We also ordered the Brussel sprouts. Cockcombs’ version is served with gochujang, a Korean chili and miso paste and bonito flakes. I could swear that they dressed it with a bit of fish sauce as well. This was the kind of veggie dish where I thought, “Damn I am so full, but I am going to finish it anyway.” This dish could only be made better if the restaurant had access to a block of katsuobushi. It is a lot more effort but the payoff will be satisfying. (Dylan the offer still stands!)
Now we didn’t order dessert, but the guys dropped a bowl of chocolate ganache topped with torched meringue AND another bowl of.

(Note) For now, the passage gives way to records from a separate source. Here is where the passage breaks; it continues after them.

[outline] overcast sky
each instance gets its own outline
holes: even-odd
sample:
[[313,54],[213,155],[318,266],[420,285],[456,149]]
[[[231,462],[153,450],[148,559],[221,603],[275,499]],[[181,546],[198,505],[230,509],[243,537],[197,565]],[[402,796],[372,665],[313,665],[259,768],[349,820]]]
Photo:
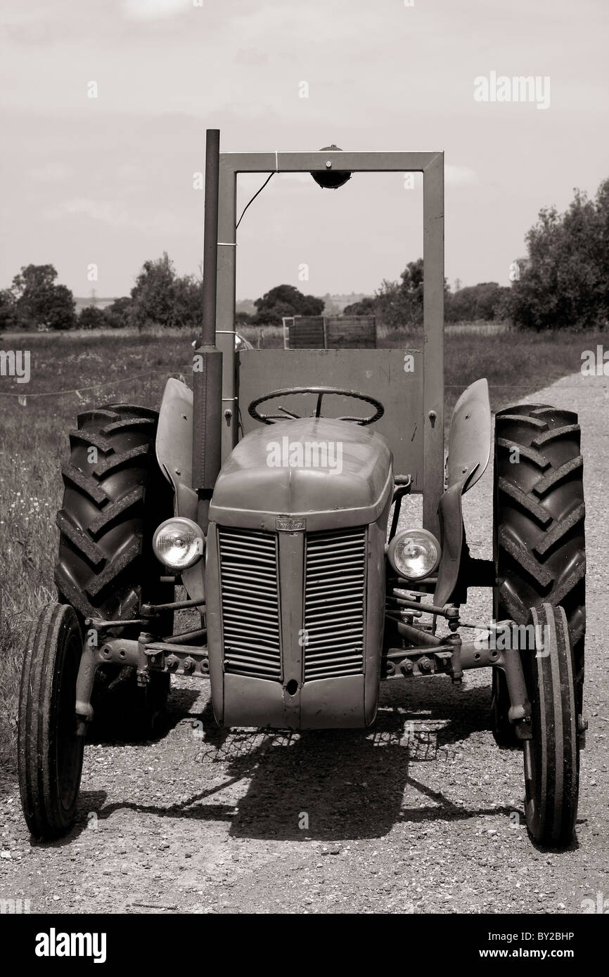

Sticky Date Pudding. Both are amazing desserts, but my favorite was the Sticky Toffee Date Pudding. I had flashbacks of the dessert cart at the Oxbridge Club in London. It was layers upon layers of flavor: notes of caramel, medjool dates, date sugar, and ginger. Believe it or not, it was not overwhelmingly sweet. My buddy who hates sweets found himself enjoying both bowls. He was also slightly disappointed that the Sticky Date Pudding was largely consumed by me. Sorry man!
Cockscomb is a must visit restaurant in San Francisco. You won’t be disappointed. Under no circumstances should you go with only two people. It is a family-style restaurant, and you want plenty of people to share with so you can order across the menu.
Special thanks to Travis (grill/oven) and Dylan (sauté) for their excellent execution. You can feel how much fun they had putting the meal together. It was a work of beauty. Also many thanks to the front-of-house for having fun with us.
Kent is a management consultant who has spent years traveling for work. His refuge is looking for the perfect meal so that he can reproduce it at home with his wife and friends.